Original article published 2/8/2009


El Pasoans are hoping for a quick cleanup of the Asarco site on the city’s Westside, but a similar cleanup in Tacoma, Wash., might indicate that will be a long time coming.

Twenty-six years after the Environmental Protection Agency put Asarco’s Tacoma smelter on its list of hazardous waste sites in need of cleanup, the people of Tacoma are still waiting for the final yard of contaminated soil to be removed.

It has taken more than a quarter of a century to get this far, but the project is considered “a model of cooperation among EPA, the local community and the potentially responsible part,” according to an EPA report.

As the Tacoma cleanup nears the 90 percent mark and about $100 million in costs, all hopes on are on a private land developer who has pledged $28 million more in cleanup funds. He plans to build condos and townhouses on the site. The big question now is whether the home building will survive the bad economic conditions that threaten developers everywhere.

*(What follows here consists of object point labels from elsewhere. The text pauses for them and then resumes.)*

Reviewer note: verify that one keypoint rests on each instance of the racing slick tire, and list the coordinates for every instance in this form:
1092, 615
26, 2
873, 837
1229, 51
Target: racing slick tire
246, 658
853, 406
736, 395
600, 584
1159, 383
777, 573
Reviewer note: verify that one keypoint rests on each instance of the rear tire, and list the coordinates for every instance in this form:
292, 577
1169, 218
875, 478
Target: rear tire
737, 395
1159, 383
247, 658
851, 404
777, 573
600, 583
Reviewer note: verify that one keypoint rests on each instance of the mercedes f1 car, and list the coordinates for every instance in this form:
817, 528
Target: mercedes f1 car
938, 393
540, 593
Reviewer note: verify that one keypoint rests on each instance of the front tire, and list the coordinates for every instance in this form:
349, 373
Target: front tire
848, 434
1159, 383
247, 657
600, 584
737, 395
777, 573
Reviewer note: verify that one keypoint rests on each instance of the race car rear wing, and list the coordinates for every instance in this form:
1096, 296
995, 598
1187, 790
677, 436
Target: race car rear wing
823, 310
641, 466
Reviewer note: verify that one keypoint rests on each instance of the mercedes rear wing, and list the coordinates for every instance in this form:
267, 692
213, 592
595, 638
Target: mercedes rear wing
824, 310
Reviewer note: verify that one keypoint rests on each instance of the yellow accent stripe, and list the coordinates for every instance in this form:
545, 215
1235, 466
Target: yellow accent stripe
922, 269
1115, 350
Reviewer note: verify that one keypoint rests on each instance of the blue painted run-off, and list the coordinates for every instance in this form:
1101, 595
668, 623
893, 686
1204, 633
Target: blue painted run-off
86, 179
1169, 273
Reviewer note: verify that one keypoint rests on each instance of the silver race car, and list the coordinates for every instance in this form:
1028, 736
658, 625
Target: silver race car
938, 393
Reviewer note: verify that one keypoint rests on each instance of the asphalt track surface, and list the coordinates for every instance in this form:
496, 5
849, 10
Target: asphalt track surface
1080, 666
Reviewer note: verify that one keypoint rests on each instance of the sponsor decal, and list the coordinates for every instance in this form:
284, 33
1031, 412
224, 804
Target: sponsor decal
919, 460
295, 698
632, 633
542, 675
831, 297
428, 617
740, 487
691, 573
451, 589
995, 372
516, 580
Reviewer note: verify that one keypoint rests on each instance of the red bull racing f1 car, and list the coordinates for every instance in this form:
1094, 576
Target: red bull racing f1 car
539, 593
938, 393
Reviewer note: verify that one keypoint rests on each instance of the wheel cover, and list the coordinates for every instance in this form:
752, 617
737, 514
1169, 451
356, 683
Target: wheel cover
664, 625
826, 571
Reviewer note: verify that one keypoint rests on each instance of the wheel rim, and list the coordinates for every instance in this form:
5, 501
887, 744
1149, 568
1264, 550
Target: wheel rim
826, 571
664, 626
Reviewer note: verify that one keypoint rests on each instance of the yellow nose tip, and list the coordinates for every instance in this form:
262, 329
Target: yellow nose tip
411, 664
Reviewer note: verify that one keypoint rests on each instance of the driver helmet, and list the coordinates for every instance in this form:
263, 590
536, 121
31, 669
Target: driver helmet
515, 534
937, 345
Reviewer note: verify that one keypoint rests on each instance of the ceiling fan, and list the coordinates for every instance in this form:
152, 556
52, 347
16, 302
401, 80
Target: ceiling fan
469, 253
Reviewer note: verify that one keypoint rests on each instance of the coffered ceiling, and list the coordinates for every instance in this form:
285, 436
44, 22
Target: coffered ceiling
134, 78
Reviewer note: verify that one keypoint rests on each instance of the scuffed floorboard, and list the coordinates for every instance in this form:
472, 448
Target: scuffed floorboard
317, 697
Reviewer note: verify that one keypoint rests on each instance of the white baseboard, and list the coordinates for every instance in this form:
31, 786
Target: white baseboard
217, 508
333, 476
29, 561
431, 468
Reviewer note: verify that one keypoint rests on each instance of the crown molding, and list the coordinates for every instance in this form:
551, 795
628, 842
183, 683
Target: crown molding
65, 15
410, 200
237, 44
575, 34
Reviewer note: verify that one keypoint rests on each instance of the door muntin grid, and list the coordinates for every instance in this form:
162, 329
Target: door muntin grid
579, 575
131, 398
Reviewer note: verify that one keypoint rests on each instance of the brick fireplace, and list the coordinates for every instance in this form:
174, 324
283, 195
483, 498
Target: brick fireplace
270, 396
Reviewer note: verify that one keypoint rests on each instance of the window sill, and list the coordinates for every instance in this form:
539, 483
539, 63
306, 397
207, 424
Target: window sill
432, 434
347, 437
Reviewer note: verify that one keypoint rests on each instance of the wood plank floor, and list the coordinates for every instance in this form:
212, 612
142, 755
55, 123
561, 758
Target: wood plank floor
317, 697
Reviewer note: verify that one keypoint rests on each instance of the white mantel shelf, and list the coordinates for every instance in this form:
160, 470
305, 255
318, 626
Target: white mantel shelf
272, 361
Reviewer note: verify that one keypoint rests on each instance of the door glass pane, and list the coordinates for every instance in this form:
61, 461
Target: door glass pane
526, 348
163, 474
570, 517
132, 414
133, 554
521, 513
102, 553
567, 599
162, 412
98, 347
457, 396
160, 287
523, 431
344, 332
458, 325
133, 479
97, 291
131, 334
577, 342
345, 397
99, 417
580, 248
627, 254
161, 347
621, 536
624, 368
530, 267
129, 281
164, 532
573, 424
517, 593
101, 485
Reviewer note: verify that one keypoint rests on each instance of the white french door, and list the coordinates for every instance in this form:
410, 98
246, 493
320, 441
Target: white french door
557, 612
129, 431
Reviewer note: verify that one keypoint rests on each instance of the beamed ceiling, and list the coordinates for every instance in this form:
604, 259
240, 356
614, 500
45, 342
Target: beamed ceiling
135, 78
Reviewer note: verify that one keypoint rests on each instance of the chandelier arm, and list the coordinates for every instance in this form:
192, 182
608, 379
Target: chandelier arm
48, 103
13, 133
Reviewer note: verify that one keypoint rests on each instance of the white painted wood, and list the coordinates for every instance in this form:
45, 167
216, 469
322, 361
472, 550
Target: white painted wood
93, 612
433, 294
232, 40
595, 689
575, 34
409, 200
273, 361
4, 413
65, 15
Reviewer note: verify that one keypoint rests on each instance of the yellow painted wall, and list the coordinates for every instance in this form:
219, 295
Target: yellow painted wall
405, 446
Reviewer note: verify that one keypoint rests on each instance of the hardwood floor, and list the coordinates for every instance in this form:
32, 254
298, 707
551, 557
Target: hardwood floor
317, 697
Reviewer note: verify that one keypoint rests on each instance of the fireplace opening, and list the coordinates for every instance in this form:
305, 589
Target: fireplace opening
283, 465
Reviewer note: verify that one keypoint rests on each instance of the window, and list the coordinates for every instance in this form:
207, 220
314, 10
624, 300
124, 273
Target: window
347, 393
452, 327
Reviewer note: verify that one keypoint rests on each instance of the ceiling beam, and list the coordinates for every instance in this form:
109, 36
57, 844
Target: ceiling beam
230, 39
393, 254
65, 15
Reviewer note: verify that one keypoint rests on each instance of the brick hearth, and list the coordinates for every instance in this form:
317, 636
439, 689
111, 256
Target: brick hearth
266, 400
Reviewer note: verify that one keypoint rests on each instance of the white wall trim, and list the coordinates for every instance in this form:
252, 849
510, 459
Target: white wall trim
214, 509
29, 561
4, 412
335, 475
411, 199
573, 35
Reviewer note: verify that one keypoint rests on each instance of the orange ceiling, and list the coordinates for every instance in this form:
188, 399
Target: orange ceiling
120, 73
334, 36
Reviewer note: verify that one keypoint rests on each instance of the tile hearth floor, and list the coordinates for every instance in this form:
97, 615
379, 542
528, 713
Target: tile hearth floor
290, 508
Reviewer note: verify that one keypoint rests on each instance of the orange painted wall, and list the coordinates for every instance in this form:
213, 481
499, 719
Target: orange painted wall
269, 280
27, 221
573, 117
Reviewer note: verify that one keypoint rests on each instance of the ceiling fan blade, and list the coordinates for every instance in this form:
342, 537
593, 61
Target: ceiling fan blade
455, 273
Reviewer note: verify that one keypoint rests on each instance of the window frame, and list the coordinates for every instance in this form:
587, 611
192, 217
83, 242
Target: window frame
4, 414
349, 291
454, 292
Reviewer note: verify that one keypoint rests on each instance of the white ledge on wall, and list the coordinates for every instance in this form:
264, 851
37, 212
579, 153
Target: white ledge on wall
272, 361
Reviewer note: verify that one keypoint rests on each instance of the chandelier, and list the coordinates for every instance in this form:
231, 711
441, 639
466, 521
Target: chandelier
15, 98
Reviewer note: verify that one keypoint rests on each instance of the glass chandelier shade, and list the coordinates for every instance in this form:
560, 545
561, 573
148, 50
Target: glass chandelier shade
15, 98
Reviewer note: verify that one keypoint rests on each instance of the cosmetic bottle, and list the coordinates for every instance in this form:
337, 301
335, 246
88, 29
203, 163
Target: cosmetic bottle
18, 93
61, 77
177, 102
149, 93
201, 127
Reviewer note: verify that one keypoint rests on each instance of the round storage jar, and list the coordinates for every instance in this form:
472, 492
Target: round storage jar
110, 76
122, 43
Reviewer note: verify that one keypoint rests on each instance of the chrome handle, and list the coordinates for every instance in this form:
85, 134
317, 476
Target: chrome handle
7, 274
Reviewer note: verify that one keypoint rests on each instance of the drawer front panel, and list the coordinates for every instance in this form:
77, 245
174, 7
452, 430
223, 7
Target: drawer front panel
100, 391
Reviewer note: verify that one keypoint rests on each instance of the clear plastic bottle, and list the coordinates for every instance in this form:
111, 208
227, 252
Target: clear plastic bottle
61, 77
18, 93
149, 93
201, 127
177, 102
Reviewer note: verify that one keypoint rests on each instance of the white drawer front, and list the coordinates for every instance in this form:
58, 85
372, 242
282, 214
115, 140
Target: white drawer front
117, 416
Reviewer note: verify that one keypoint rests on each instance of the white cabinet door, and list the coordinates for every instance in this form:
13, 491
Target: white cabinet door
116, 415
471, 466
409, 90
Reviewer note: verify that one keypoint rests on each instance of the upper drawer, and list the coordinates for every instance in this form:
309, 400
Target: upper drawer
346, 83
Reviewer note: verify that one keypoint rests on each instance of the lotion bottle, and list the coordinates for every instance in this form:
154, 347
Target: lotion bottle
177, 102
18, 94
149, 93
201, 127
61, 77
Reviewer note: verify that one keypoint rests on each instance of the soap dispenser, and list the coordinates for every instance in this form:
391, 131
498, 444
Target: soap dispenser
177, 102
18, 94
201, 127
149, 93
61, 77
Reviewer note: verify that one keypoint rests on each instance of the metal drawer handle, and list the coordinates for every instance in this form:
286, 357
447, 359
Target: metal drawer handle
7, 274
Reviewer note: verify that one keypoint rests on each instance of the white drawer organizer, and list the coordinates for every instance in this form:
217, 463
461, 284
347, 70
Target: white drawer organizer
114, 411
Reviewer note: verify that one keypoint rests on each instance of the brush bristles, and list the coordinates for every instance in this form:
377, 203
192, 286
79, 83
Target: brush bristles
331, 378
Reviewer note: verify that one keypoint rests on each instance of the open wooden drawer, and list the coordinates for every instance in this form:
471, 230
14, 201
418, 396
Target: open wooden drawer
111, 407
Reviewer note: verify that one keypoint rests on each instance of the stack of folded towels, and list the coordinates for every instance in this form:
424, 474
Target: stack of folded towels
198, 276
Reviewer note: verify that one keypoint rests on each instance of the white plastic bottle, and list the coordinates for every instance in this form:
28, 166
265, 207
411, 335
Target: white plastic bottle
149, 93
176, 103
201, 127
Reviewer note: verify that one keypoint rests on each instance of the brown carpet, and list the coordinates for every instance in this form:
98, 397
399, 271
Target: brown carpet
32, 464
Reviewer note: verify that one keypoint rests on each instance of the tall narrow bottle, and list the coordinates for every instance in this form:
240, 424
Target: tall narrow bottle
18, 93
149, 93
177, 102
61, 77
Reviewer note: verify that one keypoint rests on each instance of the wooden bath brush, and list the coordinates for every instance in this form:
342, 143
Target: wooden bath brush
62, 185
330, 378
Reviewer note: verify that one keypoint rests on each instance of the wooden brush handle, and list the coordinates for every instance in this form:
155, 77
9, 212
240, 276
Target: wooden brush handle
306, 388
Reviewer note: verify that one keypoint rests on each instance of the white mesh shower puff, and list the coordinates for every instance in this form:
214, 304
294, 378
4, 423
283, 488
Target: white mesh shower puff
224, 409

“We knock on wood and hope he follows through all the way,” says Bliss More, a leader of the Sierra Club in Washington State. “There’s no other option for the community, and we don’t want this to turn into a brownfield.”

Asarco began smelting copper on the banks of Tacoma’s Commencement Bay in 1890, a few year after a smelter opened in El Paso.

And just as in El Paso, Asarco built a company town next to it, and a large city grew up around the smelter that today is in the heart of an urban area.

In Tacoma, there are sweeping views of the water and distant mountains, and a ferryboat plies the water for commuters and vacationers.

But it became clear by 1983 that that the Tacoma smelter had caused extensive environmental damage to the site. It closed in 1985, and according to More, Asarco began to work in earnest to clean up its site and reputation. It was community event when the smelter’s 562-foot smokestack was brought down.

“I think (Asarco) really wanted to make this cleanup site a model for what they can do across the country — one they really want to do right,” More said. “All the communities came together with Asarco and the EPA and bought off on this plan.”

A spokeswoman for the EPA’s Region 10 in Seattle said nearly all the money for the cleanup has come from private sources, primarily Asarco itself.

An Asarco spokeswoman said the company would not comment for this story.

The Tacoma cleanup stalled after the purchase of Asarco by Grupo Mexico in 1999 and then again in 2005 when the company entered bankruptcy protection. Now the hope is that developer Mike Cohen can finish the job.

“Our project is unique,” Cohen said. “The smelter was in the heart of a prime residential neighborhood next to some tremendous amenities. It has a lot going for it.”

Cohen plans to build 1,000 condos, townhouses and single-family homes, 120,000-square-feet of retail space and more than 100,000-square-feet of office space.

In addition to the estimated clean up cost of $28 million, Cohen made an upfront cash payment of $6.2 million. His development costs, he estimates, will be about $20 million.

He admits that the economy is taking its toll. Sales are only half of what he had projected. But, he says, “We are probably doing better than anyone else.”

The El Paso cleanup may take at least as long. For one thing the site is larger than the one in Tacoma. The Tacoma site is 97 acres. The El Paso site is about 400 acres. Asarco and the Texas Commission on Environmental Quality are talking about establishing a cleanup fund of $52 million, less than half of what it cost to clean up Tacoma.

Investigators wearing moon suits will have to drill thousands of holes in the ground down as far as 20 feet, says Neal Carman, who works on clean air issues for the Sierra Club in Texas. The results will have to be analyzed and then the pollution will have to be mapped all before the digging begins.

Expect to find lead, cadmium, arsenic and other metals, said Carman, who also worked for what was known as the Texas Air Pollution Control board. Also, PCBs or polychlorinated biphenyls, a suspected carcinogen used until 1978 as lubricants and coolants particularly in electric equipment.

These cleanups “can go on for years,” he said. “It just depends what they find.”